Temos, por exemplo, um programa anual para contratação de enfermeiros juniores. Os candidatos passam por prova técnica, entrevista e simulação realística para avaliar tanto hard skills e softs skills, como postura, empatia, sensibilidade, trabalho em equipe e uma série de outras habilidades comportamentais. Cada sala de avaliação conta com um profissional especialista da assistência e um representante do RH, permitindo uma análise conjunta e equilibrada.
Nas áreas de atendimento, utilizamos uma plataforma digital com um teste de fit cultural, no qual colaboradores do Einstein dessa área respondem para estabelecer um padrão, e os candidatos externos também respondem. O objetivo é realizar um match entre o perfil do candidato e o dos colaboradores atuais.
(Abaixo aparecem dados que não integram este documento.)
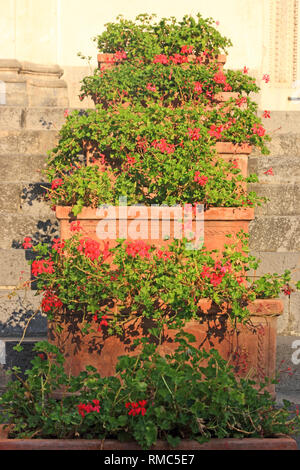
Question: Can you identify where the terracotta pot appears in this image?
[0,437,298,450]
[97,52,227,70]
[215,142,252,177]
[56,206,254,251]
[48,299,283,394]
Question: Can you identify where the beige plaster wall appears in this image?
[0,0,300,110]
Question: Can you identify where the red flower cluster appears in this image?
[264,167,274,176]
[126,155,136,167]
[77,238,101,261]
[214,70,226,85]
[153,54,169,65]
[125,400,147,416]
[114,51,127,62]
[51,178,64,189]
[194,82,202,94]
[31,259,54,276]
[23,237,32,250]
[42,290,63,312]
[146,83,157,91]
[93,313,108,331]
[235,96,247,108]
[151,139,175,154]
[252,124,266,137]
[180,46,194,54]
[200,261,231,287]
[77,400,100,418]
[188,127,200,140]
[70,220,82,232]
[208,124,224,139]
[137,135,148,152]
[126,240,151,259]
[194,171,208,186]
[157,250,172,260]
[262,73,270,83]
[52,238,65,253]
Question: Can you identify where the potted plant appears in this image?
[0,333,300,452]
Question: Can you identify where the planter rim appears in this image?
[215,141,252,155]
[0,437,298,451]
[97,52,227,64]
[55,206,254,221]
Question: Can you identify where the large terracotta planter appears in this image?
[56,206,254,251]
[0,437,298,452]
[215,142,252,177]
[97,52,227,70]
[48,299,283,394]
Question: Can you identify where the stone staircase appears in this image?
[249,111,300,410]
[0,56,300,414]
[0,60,68,389]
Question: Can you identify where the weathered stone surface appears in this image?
[249,216,300,252]
[0,249,30,284]
[253,133,300,157]
[5,341,45,375]
[0,211,58,249]
[25,106,68,130]
[248,181,300,216]
[0,74,28,106]
[0,130,58,156]
[248,155,300,185]
[0,289,47,338]
[27,80,69,107]
[276,335,300,394]
[0,154,47,183]
[0,106,23,130]
[261,111,300,137]
[0,183,21,212]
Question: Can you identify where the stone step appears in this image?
[249,215,300,252]
[0,130,58,156]
[260,112,300,137]
[276,335,300,398]
[252,133,300,158]
[248,184,300,216]
[248,155,300,184]
[0,210,59,249]
[0,106,70,130]
[0,289,47,338]
[0,249,30,286]
[0,152,47,184]
[0,75,29,107]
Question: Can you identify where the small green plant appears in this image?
[15,230,299,335]
[0,332,300,449]
[94,13,232,61]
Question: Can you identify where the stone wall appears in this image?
[0,60,300,387]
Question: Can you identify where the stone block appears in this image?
[249,215,300,252]
[261,111,300,136]
[248,181,300,217]
[0,130,58,156]
[26,106,68,130]
[248,155,300,185]
[253,132,300,157]
[0,249,30,286]
[0,183,21,212]
[276,335,300,396]
[0,74,28,107]
[0,211,58,249]
[0,289,47,338]
[0,106,24,130]
[5,341,45,377]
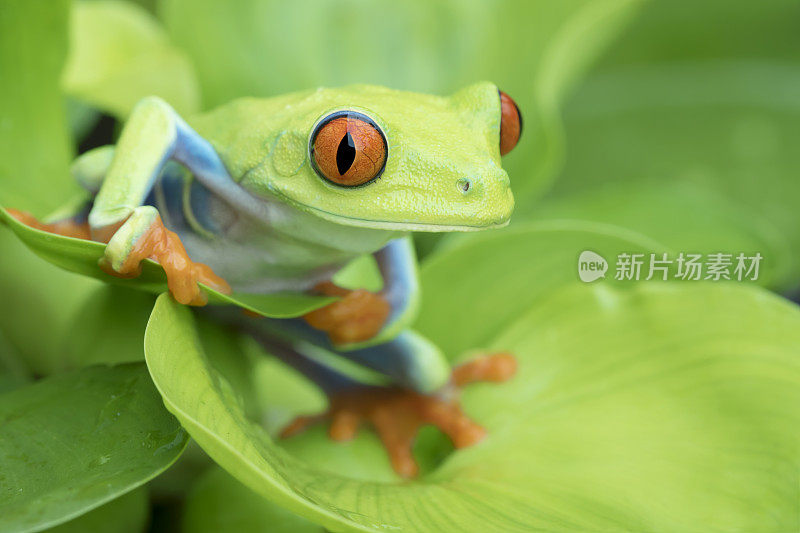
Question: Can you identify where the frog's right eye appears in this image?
[309,111,387,187]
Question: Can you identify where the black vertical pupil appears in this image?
[336,131,356,175]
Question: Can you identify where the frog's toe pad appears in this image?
[304,282,391,344]
[6,208,91,240]
[281,353,516,478]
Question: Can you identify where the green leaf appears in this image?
[0,228,100,375]
[61,0,200,118]
[0,0,103,374]
[0,364,187,532]
[182,468,324,533]
[47,487,150,533]
[0,0,78,216]
[0,208,336,318]
[61,285,155,367]
[414,220,669,358]
[531,183,796,287]
[160,0,640,198]
[145,220,800,532]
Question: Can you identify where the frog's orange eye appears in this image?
[498,91,522,155]
[310,111,386,187]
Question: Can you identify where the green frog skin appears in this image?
[12,82,522,476]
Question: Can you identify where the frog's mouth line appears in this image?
[290,200,510,233]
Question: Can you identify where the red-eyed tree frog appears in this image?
[14,83,522,477]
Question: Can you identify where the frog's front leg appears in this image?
[304,237,419,349]
[89,97,233,305]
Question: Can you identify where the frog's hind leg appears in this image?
[244,319,516,477]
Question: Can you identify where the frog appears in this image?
[10,82,522,478]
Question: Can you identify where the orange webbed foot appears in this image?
[303,281,391,344]
[101,212,231,306]
[281,353,517,478]
[7,209,231,305]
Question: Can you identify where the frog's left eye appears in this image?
[310,111,387,187]
[497,91,522,155]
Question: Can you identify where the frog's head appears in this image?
[228,83,522,231]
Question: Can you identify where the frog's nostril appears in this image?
[456,178,472,194]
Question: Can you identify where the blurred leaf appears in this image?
[160,0,640,203]
[531,180,795,287]
[0,364,187,533]
[414,220,670,358]
[46,487,150,533]
[182,467,324,533]
[0,0,78,216]
[0,331,32,393]
[539,0,800,290]
[0,208,336,318]
[61,0,200,118]
[145,219,800,532]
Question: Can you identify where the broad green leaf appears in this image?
[146,275,800,532]
[0,364,187,532]
[145,214,800,532]
[160,0,640,198]
[0,0,103,374]
[46,487,150,533]
[0,209,335,318]
[0,0,77,216]
[415,220,670,358]
[0,231,100,375]
[61,0,200,118]
[538,0,800,290]
[182,467,324,533]
[62,285,155,367]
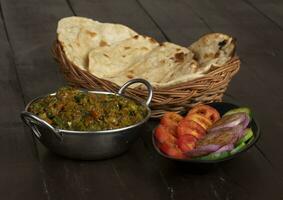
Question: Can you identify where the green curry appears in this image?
[28,87,147,131]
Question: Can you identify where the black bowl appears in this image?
[152,102,260,164]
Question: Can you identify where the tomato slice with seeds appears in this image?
[177,135,197,152]
[188,104,220,123]
[177,119,206,139]
[160,112,183,135]
[185,113,212,130]
[158,142,185,158]
[154,125,176,143]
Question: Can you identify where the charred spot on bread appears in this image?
[99,40,108,47]
[218,40,227,49]
[174,52,186,62]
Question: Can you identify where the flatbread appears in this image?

Após essa etapa inicial de triagem, os selecionados seguem para entrevistas e, quando necessário, participam de estações práticas para avaliação de habilidades específicas de acordo com a área.
Também priorizamos contratar egressos dos nossos cursos, pois são pessoas que, além da qualidade do nosso ensino, são formadas no contexto da cultura e dos valores do Einstein. A mesma razão se aplica à ênfase que damos ao recrutamento interno. Para os profissionais, é desenvolvimento de carreira; para a organização, são vagas preenchidas não apenas por gente que preenche os requisitos técnicos necessários, mas já traz o alinhamento cultural. Para se ter uma ideia, só em 2024 ocorreram 2.007 promoções, principalmente nas áreas de enfermagem e atendimento. É comum ver profissionais que ingressaram como aprendizes ou mensageiros assumirem novas funções ao longo dos anos. Da mesma forma, enfermeiros juniores tornam-se plenos, depois seniores. E muitos colaboradores da base se formam em enfermagem com apoio da instituição, migrando para a área assistencial.
Tatiane lembra que não é incomum o nosso RH dar preferência à contratação de profissionais que demonstrem forte afinidade com os valores da organização e genuína vontade de fazer a diferença na área da saúde, mesmo quando existem candidatos com qualificação técnica superior, porém desalinhados à cultura organizacional. “Competência técnica pode ser desenvolvida, valores nem sempre é fácil incorporar”, diz ela. Por outro lado, esse olhar para valores e comportamentos deve ser contemplado também a partir da perspectiva de contextos especiais, como as iniciativas de diversidade e inclusão do Einstein direcionadas a pessoas em situação de refúgio. Entendemos que, nesses casos, o alinhamento pleno pode não estar presente no primeiro momento, até pela formação e cultura dos países de origem. Isso não impede a contratação, pelo contrário, reforça a história e os valores do Einstein, fundado por judeus imigrantes como forma de reconhecer o acolhimento recebido no Brasil.
Outro diferencial da organização é a possibilidade de construir múltiplas carreiras. Profissionais podem atuar na assistência, no ensino, na inovação, em projetos de consultoria e desenvolver pesquisas.
Essa gama de horizontes profissionais muitas vezes faz com que pessoas com ofertas de remuneração mais atrativa escolham vir para o Einstein. Recentemente, áreas como big data e computação quântica atraíram talentos que trocaram um salário maior em instituições financeiras para trabalhar conosco movidos por essa flexibilidade de futuro e pelo desejo de fazer parte de algo com impacto social positivo. Isso evidencia como a afinidade de valores e propósitos pode, inclusive, ser fator decisivo para atrair profissionais altamente qualificados – mesmo diante de ofertas financeiras mais vantajosas em outros lugares.
O processo de recrutamento e seleção é uma ferramenta importante de sustentação e fortalecimento da cultura organizacional. Compatibilidade de valores e propósito é nutriente para o crescimento dos profissionais e da organização. Ou seja, contratar com base no fit cultural (e não apenas na qualificação técnica) não é apenas uma questão de princípios ou de idealismo: é uma escolha estratégica.